10 | Albynya Ruha

⚠️ WARNING ⚠️

Cerita ini mengandung unsur adegan kekerasan, LGBT, seksualitas, kata-kata kasar, kenakalan remaja yang tidak layak untuk ditiru. Pembaca diharap bijak.

[pythagoras]

.

.

.

.

Taksi yang ditumpangi oleh Ruha dan Alby baru saja sampai di depan rumah Alby. Ruha lantas kembali menggendong Alby setelah membayar taksinya.

"Waa~ jalannya mundur. Alby terbaang~"

"By, jangan gerak-gerak nanti lo jatoh!"

Alby yang semula merentangkan tangannya kembali memeluk leher Ruha.

"Alby kangen bunda... kenapa bunda ninggalin Alby? Apa Alby nakal jadi bunda milih ninggalin Alby? Hiks..."
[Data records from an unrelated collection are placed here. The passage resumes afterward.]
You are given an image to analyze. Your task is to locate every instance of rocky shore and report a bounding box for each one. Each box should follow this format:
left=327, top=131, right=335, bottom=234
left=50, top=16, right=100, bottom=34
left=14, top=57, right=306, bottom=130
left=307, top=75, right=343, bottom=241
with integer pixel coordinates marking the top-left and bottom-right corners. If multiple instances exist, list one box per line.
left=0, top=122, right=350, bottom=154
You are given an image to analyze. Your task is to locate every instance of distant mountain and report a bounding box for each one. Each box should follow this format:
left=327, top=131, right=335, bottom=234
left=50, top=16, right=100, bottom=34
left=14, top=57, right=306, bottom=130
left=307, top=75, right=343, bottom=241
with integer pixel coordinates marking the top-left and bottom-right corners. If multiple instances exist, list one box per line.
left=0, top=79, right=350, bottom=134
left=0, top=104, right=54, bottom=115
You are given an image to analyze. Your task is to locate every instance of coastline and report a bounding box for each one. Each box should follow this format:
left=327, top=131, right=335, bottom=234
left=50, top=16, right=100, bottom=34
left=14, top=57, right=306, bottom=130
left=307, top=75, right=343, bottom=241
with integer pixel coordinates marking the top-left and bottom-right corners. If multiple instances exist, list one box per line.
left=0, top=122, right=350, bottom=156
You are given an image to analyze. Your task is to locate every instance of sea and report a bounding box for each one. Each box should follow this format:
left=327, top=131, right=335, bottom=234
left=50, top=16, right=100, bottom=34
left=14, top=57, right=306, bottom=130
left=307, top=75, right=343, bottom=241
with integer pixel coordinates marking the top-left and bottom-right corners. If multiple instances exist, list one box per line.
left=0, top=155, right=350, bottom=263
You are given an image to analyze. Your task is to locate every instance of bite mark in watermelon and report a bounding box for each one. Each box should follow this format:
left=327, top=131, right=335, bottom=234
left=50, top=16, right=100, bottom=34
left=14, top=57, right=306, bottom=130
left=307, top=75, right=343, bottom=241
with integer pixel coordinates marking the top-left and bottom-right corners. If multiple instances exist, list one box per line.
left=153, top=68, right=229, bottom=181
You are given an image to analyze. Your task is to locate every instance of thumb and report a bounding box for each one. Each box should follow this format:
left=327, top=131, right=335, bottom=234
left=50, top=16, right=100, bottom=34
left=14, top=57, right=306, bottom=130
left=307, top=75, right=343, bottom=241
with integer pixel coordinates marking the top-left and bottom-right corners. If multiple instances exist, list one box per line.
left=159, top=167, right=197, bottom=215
Langkah kaki Ruha yang membawa masuk Alby langsung berhenti saat mendengar rancauan kali ini. Pelukan pada lehernya semakin erat, dengan isakan lirih yang terus terdengar. Tak pernah Ruha tau sisi Alby yang seperti ini.

"Bunda maafin Alby... hiks... Alby ngga bisa ikut bunda pergi... maafin Alby, gara-gara Alby ada, bunda sama ayah jadi susah... gara-gara... Alby, bunda jadi sering dipukulin ayah. Maafin Alby, bunda..."

Entah kenapa Ruha yang sakit mendengar rancauan itu. Ruha mengelus lembut kepala Alby dan memperbaiki gendongannya, lantas kembali berjalan menuju pintu rumah Alby.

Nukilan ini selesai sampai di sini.